Once we’ve done that for all our objects, we sort them based on the highest peak and print them. To make the scoring fair, we calculate the total “energy” (sum of “power” over time) and divide the peak amplitudes by that. This way, we measure the percentage that a peak contributes to the total “energy” of the signal.

Code Highlights

Pulling the data

Before we do anything, we need to pull the data from Wavefront. We do this using the Wavefront REST API.

query = 'align({0}m, interpolate(ts("{1}")))'.format(granularity, metric)
start = time.time() - 86400 * 5 # Look at 5 days of data
result = requests.get('{0}/api/v2/chart/api?q={1}&s={2}&g=m'.format(base_url, query, start),
                      headers={"Authorization": "Bearer " + api_key, "Accept": "application/json"})

Next, we rearrange the data so that for each object we have just a list of samples that we assume are spaced 5 minutes apart.

candidates = []
data = json.loads(result.content)
for object in data["timeseries"]:
    samples = []
    for point in object["data"]:
        samples.append(point[1])

Normalizing the data

Now we can start doing the math. First we normalize the data to force it to have an average of 0, a maximum of 1 and a minimum of -1. It’s important to do this to remove any and constant bias (sometimes referred to as “DC-component”) from the signal.

top = np.max(samples)
bottom = np.min(samples)
mid = np.average(samples)
normSamples = (samples - mid)
normSamples /= top - bottom

Turn into a power spectrum using the fft function from SciPy

Now that we have the data on a form we like, use a Fast Fourier Transform (FFT) to go from the time domain to the frequency domain. The output of and FFT is a series of complex numbers, so we take the absolute value (magnitude) of them to turn it into a real number. Finally, we square every value. This will exaggerate any frequency spikes and also has a cool relationship to autocorrelation we’ll discuss later.

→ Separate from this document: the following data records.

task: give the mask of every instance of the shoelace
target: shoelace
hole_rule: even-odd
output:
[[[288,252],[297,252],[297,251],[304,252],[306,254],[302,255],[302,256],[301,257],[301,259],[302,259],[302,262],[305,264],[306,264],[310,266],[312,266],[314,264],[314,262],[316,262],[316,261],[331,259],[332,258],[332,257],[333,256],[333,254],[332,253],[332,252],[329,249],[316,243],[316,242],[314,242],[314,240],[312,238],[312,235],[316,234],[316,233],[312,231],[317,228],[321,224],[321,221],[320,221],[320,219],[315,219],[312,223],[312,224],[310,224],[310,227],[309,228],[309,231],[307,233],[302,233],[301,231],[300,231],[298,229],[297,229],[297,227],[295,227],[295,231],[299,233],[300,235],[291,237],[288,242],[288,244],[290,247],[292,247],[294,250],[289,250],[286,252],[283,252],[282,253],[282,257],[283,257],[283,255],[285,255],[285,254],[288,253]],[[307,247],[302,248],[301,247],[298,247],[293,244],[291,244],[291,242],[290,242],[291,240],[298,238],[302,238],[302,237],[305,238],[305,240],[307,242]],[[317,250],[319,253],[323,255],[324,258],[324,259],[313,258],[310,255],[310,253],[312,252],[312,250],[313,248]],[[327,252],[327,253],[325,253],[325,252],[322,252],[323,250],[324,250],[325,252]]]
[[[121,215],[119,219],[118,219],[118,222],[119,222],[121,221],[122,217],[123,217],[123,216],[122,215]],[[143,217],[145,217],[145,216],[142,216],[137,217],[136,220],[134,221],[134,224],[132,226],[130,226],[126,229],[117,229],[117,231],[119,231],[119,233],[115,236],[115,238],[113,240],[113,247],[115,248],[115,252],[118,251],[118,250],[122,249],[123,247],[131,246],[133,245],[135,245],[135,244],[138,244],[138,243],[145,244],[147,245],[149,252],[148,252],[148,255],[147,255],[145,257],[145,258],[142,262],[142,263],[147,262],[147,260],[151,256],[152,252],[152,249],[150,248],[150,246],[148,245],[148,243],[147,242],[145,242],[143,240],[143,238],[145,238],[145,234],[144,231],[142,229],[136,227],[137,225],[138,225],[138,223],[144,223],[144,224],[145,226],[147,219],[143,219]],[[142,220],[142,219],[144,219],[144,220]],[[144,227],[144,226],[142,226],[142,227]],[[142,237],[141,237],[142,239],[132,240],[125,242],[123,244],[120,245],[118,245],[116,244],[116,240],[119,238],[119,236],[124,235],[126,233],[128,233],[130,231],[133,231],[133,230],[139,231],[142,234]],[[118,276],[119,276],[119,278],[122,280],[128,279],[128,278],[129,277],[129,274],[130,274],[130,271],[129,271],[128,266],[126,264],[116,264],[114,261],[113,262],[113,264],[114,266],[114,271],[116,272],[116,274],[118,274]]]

spectrum = np.abs(fft(normSamples))
spectrum *= spectrum

At this point, we should have a spectrum that, for a good match, looks something like this. This corresponds to a signal repeating at a 60 minute interval.

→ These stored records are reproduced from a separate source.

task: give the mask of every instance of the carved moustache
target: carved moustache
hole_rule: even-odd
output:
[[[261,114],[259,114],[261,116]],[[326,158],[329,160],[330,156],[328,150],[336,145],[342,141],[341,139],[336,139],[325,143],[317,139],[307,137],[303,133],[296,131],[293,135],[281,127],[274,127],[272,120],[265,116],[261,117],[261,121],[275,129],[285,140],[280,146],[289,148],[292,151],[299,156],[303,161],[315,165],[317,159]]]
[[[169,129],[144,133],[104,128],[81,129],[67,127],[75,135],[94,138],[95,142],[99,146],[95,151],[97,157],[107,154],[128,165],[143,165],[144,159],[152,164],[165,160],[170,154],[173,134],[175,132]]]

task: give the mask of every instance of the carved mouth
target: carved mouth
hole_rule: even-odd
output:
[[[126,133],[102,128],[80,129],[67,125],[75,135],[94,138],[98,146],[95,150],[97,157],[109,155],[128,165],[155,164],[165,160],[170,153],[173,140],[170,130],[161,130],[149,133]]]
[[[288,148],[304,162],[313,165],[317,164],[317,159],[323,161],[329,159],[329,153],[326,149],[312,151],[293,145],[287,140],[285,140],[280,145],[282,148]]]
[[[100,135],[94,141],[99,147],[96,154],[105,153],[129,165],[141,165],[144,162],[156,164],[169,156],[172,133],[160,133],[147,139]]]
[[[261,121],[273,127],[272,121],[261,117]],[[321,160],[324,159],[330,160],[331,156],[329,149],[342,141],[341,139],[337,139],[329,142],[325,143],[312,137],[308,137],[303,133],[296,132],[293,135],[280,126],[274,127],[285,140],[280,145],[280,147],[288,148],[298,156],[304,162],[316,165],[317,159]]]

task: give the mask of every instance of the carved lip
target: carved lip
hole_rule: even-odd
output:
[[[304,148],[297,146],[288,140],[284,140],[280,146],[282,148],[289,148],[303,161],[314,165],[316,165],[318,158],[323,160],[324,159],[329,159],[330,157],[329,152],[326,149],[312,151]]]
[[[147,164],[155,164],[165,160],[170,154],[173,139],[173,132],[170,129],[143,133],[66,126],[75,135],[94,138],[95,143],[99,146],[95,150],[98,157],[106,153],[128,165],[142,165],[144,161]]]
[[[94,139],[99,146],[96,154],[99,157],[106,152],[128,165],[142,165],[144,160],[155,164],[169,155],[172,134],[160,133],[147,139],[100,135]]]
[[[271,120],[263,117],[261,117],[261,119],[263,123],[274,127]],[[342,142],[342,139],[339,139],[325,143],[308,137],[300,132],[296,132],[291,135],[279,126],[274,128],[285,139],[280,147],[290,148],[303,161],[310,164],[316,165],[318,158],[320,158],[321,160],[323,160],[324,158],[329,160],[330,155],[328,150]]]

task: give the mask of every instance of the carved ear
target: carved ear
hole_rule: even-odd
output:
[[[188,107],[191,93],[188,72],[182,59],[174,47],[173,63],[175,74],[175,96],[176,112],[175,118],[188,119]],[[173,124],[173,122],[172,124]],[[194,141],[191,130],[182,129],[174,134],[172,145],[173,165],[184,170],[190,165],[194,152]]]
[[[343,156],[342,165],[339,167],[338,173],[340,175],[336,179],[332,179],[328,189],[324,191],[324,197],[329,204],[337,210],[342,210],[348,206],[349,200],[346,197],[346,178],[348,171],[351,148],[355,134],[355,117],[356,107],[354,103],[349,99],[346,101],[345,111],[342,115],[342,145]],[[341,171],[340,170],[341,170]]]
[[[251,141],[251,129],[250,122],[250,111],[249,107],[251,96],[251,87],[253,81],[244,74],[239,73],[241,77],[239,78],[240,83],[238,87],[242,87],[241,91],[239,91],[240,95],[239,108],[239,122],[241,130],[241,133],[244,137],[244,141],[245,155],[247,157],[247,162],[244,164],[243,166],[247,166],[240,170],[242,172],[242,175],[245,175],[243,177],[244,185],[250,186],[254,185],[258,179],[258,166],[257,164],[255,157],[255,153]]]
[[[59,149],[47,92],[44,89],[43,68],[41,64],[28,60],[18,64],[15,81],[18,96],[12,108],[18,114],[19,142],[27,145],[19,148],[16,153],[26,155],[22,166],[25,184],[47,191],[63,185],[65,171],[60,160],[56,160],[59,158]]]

Screen Shot 2017-09-25 at 10.38.50 AM

The algorithm we use is has very low accuracy at low frequencies (long cycles), so we dump the firs few samples. It’s important to sample enough of the signal. If we want to detect behaviors the repeat over, say, 24 hours, you should sample at least 5 days of data. This way, we can discard the lowest frequencies and still find what we’re looking for.

offset = 5
spectrum = spectrum[offset:]

Now we can find the peak by simply looking for the highest value in the array. Notice that we’re only looking in the lower half of the array. This is because of a property of the FFT known as “aliasing”. The latter n/2 samples will just be mirror image of the first n/2 ones.

Finding the peak and normalizing

maxInd = np.argmax(spectrum[:int(n/2)+1])

Next we scale the peak we found. In order to compare this peak with peaks we found from other objects, we need to somehow normalize it. A straightforward way of doing this is to estimate how much of the total energy this peak contributed with. Energy is the integral over power, but since we’re operating in a discrete time world, we can calculate it as a simple sum over the spectrum. The result will be the relative contribution this frequency has to the total energy.

energy = np.sum(spectrum)
top = spectrum[maxInd] / energy

The final step of the math is to convert the raw frequency (as expressed by an index in the spectrum array) to a period length.

lag = 5 * n / (maxInd + offset)

Filtering the best matches

We consider a “good” match a peak where the local spectral energy is at least 10% of the total energy. This is an arbitrary value, but it seems to work quite well.

if top > 0.1:
    entry = [ top, lag, object["host"] ]
    candidates.append(entry)

Sorting and outputting

Finally, once we’ve gone through every object, we sort the list based on relative peak strength and output as CSV.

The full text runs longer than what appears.